First Lady Melania Trump is mentioned 20 times by name in Michael Wolff’s best-selling book, Fire and Fury: Inside the Trump White House, according to a search for “Melania” in the Kindle version of the book. The mentions of Melania’s name are dwarfed by the 149 times Ivanka Trump’s name appears in the book. As reported by the Inquisitr, the first mentions of Melania in the tome feature Mrs. Trump’s prescience in being one of the few people surrounding “The Donald” who predicted that he could literally become President Donald Trump.
However, the author paints a picture of Melania having a foreboding sense of her husband’s impending win, coupled with the way becoming first lady would change Melania’s ladies-who-lunch heretofore type of lifestyle. Wolff wrote that Trump promised his wife not to worry, because he wouldn’t win the presidency.
“Melania Trump could return to inconspicuously lunching.”
By the time the shock of Trump’s win settled in – after all, talk show host Wendy Williams noted that Melania’s comfortable white jumpsuit worn in the middle of Election Night spoke of a woman expecting to jump back on a plane, not stand next to a husband giving a presidential victory speech – Mr. and Mrs. Trump prepared for Inauguration Day.

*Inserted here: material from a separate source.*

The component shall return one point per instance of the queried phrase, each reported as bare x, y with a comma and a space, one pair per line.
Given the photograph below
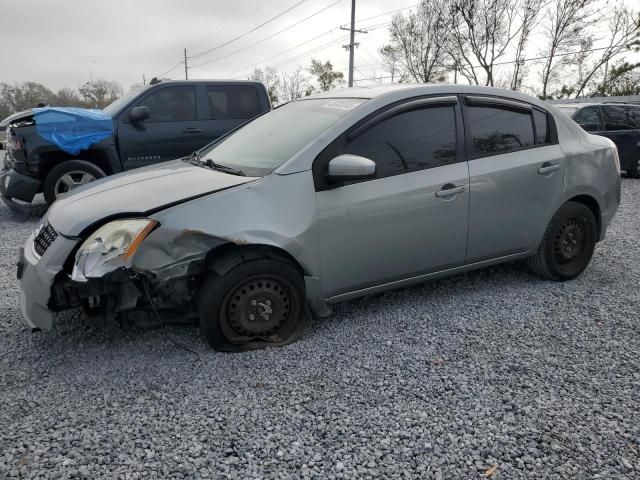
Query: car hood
137, 192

But by the time Inauguration Day arrived, Wolff wrote that Trump was in a sour mood and took out his bad feelings on his wife. Trump had allegedly been talked out of spending the previous night at the Trump International Hotel in D.C., where photos of Trump prove he prefers to dine sometimes when he’s tracked there via Instagram’s geo-tagging feature, as reported by the Inquisitr.
Instead, Michael claimed that Trump had spent his historic Inauguration “morning complaining about the accommodations at Blair House, the official guest residence across the street from the White House. Too hot, bad water pressure, bad bed.” The author explains that Trump seemed genuinely hurt, according to those surrounding him, that so many celebrities had allegedly turned down the opportunity to appear at the event and instead avoided Trump’s Inauguration Day like the plague, as reported by The Independent.
“His temper did not improve. Throughout the morning, he was visibly fighting with his wife, who seemed on the verge of tears and would return to New York the next day; almost every word he addressed to her was sharp and peremptory. Kellyanne Conway had taken up Melania Trump as a personal PR mission, promoting the new First Lady as a vital pillar of support for the president and a helpful voice in her own right, and was trying to convince Trump that she could have an important role in the White House. But, in general, the Trumps’ relationship was one of those things nobody asked too many questions about—another mysterious variable in the presidential mood.”
The definition of “peremptory” is the insistence on immediate obedience and attention, especially in an overbearing, dictatorial or lordly manner.